Electron spin resonance spectra of four-, five-, and six-co-ordinate cobalt(II) isonitrile complexes, and of the pentacyanocobaltate(II) ion

Abstract

E.s.r. spectra, taken at X- and Q-band, are presented for solutions at 293°K, and glasses at 77 and 150°K, of a series of low spin cobalt(II) isonitrile complexes Co(CNR)₆ ²⁺, Co(CNR)₅ ²⁺, Co(CNR)₄ ²⁺, and Co(CNR)₄X₂ ²⁺(X = water, pyridine, or solvent). The spectra of the Co(CN)₅ ^3– ion were also measured in methanol, and in water by a rapid quenching technique. The symmetry of these complexes is C_4v or D_4h[although the Co(CN)₅ ^3– ion may have C_2v symmetry]; the unpaired electron is in the |0〉 orbital.
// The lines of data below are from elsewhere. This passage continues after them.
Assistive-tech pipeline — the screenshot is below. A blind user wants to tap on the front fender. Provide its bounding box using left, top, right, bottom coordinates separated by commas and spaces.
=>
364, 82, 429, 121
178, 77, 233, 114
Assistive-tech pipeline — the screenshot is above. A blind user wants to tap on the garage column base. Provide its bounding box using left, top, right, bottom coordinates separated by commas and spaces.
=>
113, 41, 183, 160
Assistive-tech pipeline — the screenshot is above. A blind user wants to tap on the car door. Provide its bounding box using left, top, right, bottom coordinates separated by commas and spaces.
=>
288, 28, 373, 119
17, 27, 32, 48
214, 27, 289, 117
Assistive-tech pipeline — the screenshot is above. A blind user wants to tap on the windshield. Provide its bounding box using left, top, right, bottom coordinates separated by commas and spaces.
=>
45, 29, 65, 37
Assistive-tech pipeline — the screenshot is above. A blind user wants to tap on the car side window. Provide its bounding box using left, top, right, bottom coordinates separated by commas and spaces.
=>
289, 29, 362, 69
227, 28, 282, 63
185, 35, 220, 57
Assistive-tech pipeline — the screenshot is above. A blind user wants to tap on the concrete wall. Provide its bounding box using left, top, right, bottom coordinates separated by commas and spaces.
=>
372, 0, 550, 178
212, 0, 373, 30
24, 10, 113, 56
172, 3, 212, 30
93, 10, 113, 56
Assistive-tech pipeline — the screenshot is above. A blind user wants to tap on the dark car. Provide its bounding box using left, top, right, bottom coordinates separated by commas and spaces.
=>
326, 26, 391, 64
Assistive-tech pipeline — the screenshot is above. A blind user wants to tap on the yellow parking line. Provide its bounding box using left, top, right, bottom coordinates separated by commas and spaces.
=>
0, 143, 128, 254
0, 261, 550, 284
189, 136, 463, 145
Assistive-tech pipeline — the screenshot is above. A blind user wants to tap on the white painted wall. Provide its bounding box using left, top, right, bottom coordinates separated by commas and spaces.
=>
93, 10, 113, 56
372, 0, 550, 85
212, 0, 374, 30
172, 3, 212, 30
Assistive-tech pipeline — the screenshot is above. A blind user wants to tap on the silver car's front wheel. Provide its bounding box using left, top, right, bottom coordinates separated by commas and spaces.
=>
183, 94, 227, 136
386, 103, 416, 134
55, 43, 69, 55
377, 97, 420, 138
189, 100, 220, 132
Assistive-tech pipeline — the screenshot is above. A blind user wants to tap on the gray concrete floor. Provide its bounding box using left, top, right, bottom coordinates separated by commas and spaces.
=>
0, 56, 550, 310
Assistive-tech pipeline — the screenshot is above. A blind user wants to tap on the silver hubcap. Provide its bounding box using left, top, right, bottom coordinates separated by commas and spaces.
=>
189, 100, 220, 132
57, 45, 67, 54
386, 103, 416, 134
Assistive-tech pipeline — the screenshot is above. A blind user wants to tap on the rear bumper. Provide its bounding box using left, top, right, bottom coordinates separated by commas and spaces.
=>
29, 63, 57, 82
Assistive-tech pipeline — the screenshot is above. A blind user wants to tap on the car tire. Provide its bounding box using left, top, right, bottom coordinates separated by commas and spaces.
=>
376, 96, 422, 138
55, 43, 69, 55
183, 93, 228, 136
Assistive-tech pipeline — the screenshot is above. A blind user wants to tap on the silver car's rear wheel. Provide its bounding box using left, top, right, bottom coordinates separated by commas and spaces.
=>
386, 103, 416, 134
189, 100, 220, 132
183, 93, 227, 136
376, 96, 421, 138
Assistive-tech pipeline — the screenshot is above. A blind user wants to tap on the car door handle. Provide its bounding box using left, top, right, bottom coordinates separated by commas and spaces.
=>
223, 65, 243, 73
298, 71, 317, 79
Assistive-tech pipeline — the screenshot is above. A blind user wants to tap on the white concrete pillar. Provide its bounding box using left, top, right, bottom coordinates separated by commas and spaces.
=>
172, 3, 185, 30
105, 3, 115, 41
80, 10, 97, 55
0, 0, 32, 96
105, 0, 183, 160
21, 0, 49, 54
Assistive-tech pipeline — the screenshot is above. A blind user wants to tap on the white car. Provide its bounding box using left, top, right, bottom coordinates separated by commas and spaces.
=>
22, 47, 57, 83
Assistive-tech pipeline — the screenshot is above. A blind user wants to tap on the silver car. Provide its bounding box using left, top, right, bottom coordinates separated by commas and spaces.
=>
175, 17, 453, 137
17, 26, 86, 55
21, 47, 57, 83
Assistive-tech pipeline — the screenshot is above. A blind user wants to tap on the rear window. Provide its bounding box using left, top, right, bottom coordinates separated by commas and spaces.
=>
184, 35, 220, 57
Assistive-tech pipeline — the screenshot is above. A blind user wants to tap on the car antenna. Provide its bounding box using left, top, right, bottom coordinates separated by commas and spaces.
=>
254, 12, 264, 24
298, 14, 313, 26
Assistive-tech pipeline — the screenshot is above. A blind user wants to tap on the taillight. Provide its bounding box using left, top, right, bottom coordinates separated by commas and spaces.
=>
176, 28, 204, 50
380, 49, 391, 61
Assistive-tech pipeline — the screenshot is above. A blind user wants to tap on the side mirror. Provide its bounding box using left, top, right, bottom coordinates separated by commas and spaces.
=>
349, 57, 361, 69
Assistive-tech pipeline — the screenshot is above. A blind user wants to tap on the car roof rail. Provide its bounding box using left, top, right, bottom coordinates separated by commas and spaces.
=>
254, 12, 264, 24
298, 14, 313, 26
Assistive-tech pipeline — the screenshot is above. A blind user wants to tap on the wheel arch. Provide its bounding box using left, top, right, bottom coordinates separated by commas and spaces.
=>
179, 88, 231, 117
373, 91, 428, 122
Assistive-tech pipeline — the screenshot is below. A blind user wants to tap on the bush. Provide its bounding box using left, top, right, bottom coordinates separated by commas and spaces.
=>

The value of g⊥ decreases from the four- > five- > six-co-ordinate complex, and this may probably be interpreted in terms of a simple geometry change about the cobalt. From a comparison of the glass and the solution spectra, the components of the hyperfine coupling A, and B, have opposite signs, thus κ values for the cobalt are calculated (ca. 0·2 for the six-, and 0·05–0·1 for the five-co-ordinate ions). The lack of ⁵⁹Co hyperfine splitting in the spectra of the five-co-ordinate ions in solutions may be due to a rapid change from square pyramidal-trigonal bipyramidal geometry. The spectra of the tetrakis(isonitrile) cobalt(II) dihalides show that the contributions from ζ_σπ dominate the g values, in agreement with an electron being in the |0〉 orbital. Electron delocalisation on the halogen increases as Cl < Br < I.